By Leslie Albrecht
UPPER WEST SIDE — Everyone knows George Washington was the first president, but the father of our country was also an ice cream lover who complained in his diaries about the challenges of building an ice house to store his favorite dessert.
That's one of many fun frozen treat facts that Upper West Side writer Laura Weiss uncovered as she researched her new book, "Ice Cream: A Global History."
Weiss, a career journalist who teaches at New York University, writes the blog Food and Things. It covers Upper West Side restaurant and food news and culinary events citywide that Weiss thinks would appeal to Upper West Siders.
Some of her favorite posts include a recent entry about Tina Fey's photo hanging in the Manhattan Diner, and a post about "the best hot dog in the New York area," which Weiss says can be found on the North Fork of Long Island, an area she calls the Upper West Side of the East End.
Weiss has also written about how gourmet food trucks seem to ignore the Upper West Side, and revealed her husband's grandmother's noodle kugel recipe, long a closely guarded secret.

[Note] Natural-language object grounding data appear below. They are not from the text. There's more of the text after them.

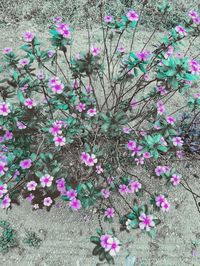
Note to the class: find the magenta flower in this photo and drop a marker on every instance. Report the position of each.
(165, 206)
(55, 129)
(75, 204)
(28, 36)
(92, 112)
(30, 197)
(144, 55)
(181, 30)
(5, 202)
(61, 185)
(132, 15)
(4, 109)
(159, 200)
(7, 50)
(177, 141)
(24, 61)
(72, 193)
(81, 107)
(109, 213)
(123, 189)
(31, 186)
(113, 246)
(170, 120)
(99, 169)
(59, 141)
(146, 222)
(127, 130)
(3, 168)
(29, 103)
(46, 180)
(21, 125)
(104, 241)
(108, 18)
(3, 189)
(95, 51)
(26, 164)
(134, 186)
(64, 30)
(91, 160)
(131, 145)
(175, 179)
(105, 193)
(47, 201)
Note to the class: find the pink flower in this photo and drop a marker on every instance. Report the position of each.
(46, 180)
(28, 36)
(123, 189)
(5, 202)
(47, 201)
(24, 61)
(121, 49)
(165, 206)
(51, 53)
(131, 145)
(179, 154)
(146, 222)
(4, 109)
(132, 15)
(108, 18)
(75, 204)
(104, 241)
(7, 50)
(21, 125)
(159, 200)
(3, 189)
(134, 104)
(55, 129)
(92, 112)
(59, 141)
(99, 169)
(134, 186)
(26, 164)
(91, 160)
(144, 55)
(113, 246)
(126, 130)
(139, 161)
(147, 155)
(71, 193)
(64, 30)
(175, 179)
(30, 197)
(105, 193)
(177, 141)
(95, 50)
(109, 213)
(61, 185)
(181, 30)
(194, 67)
(81, 107)
(31, 185)
(193, 14)
(160, 108)
(29, 103)
(170, 120)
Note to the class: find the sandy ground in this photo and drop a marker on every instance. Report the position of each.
(66, 234)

To research "Ice Cream: A Global History," Weiss examined old newspapers and recipe books and spent hours at NYU's Fales Library, a collection of food and cookery materials.
And of course she sampled about 15 or 20 varieties of ice cream, with help from her husband, who was glad to pitch in on research efforts, Weiss said.

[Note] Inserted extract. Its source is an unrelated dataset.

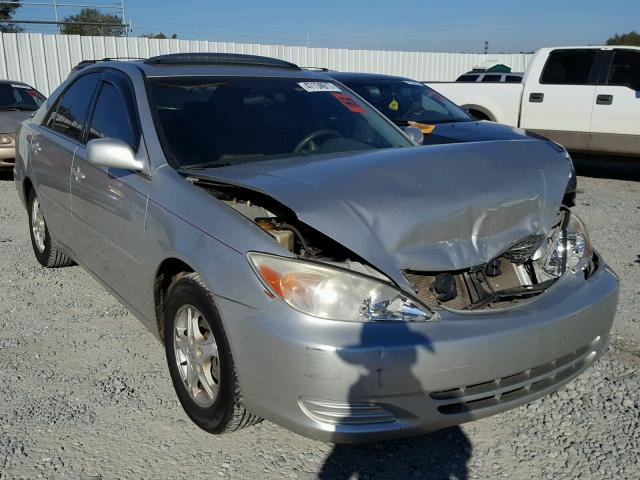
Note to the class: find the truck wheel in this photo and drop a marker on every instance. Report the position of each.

Along the way, Weiss discovered that ice cream's history mirrors that of products such as coal or steel. It was once a hard-to-procure commodity that only the rich could afford, until entrepreneurs figured out how to mechanize its production, Weiss said.
"They turned ice cream from a product for the elite to a mass market product," Weiss said.

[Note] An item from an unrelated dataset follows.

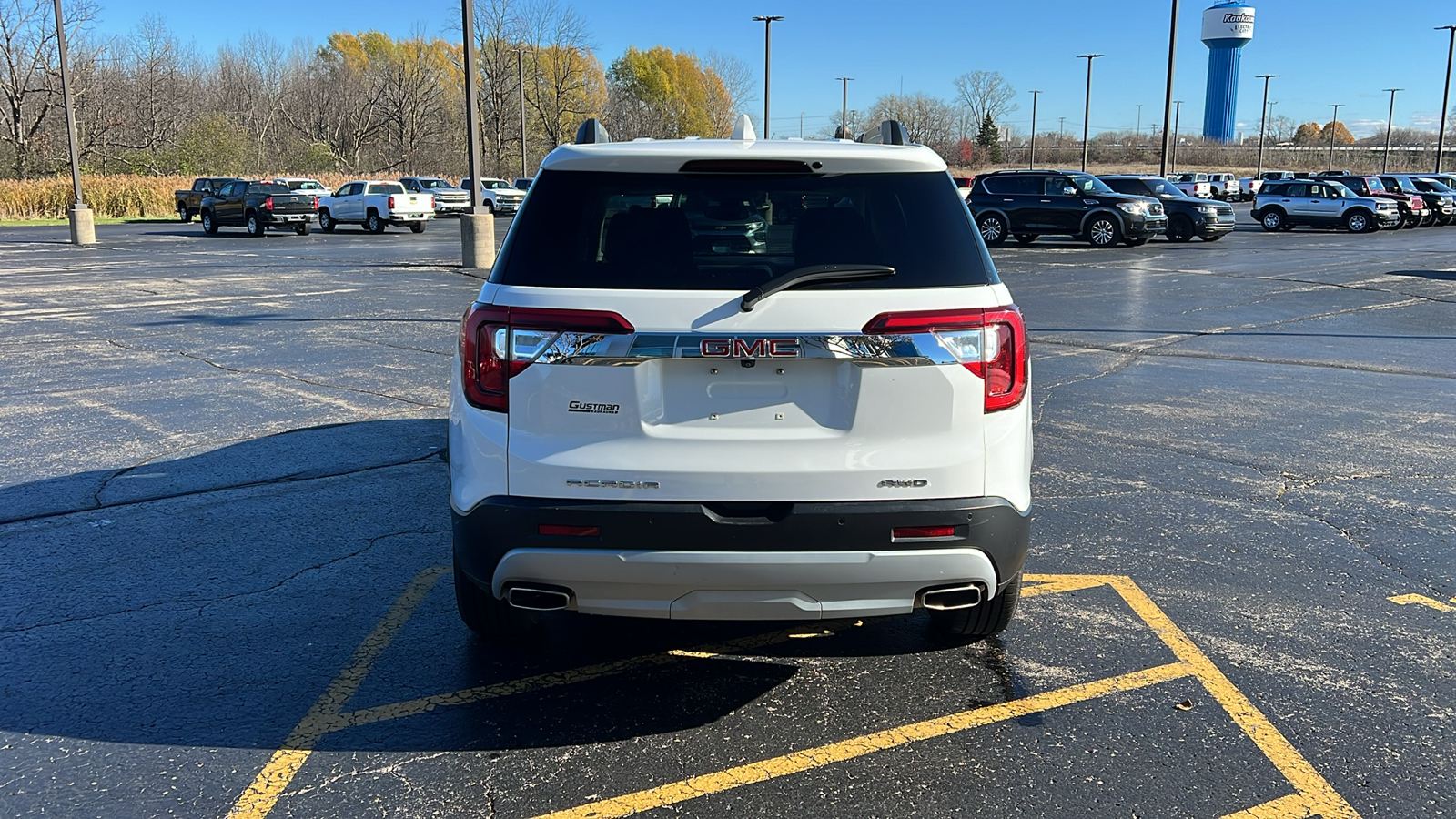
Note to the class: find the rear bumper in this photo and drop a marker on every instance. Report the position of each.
(725, 561)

Though Philadelphia is often credited as the birthplace of American ice cream, Weiss' book reveals that some of ice cream pioneers were in New York. Good Humor's original headquarters was in Brooklyn, and two brothers from Coney Island invented frozen custard.
A 19th-century chef at the legendary Delmonico's restaurant is believed to have invented the ice cream dish Baked Alaska.
Weiss also discovered that just about every culture has its own version of ice cream, including a Turkish type that's so thick it must be eaten with a fork and knife, she said.
"About the only thing that the Arabs and Israelis can agree on is they both love ice cream," Weiss said. "It's a unversal food. It makes everyone smile. Who doesn't want to write about that?"
Weiss will be speaking at an "all ice cream dinner" on Monday June 6 from 6 p.m. to 8:30 p.m. at the Roger Smith Hotel on Lexington Avenue and 47th Street.
Dishes on the menu include beet carpaccio with goat cheese ice cream and venison loin with lingonberry ice cream.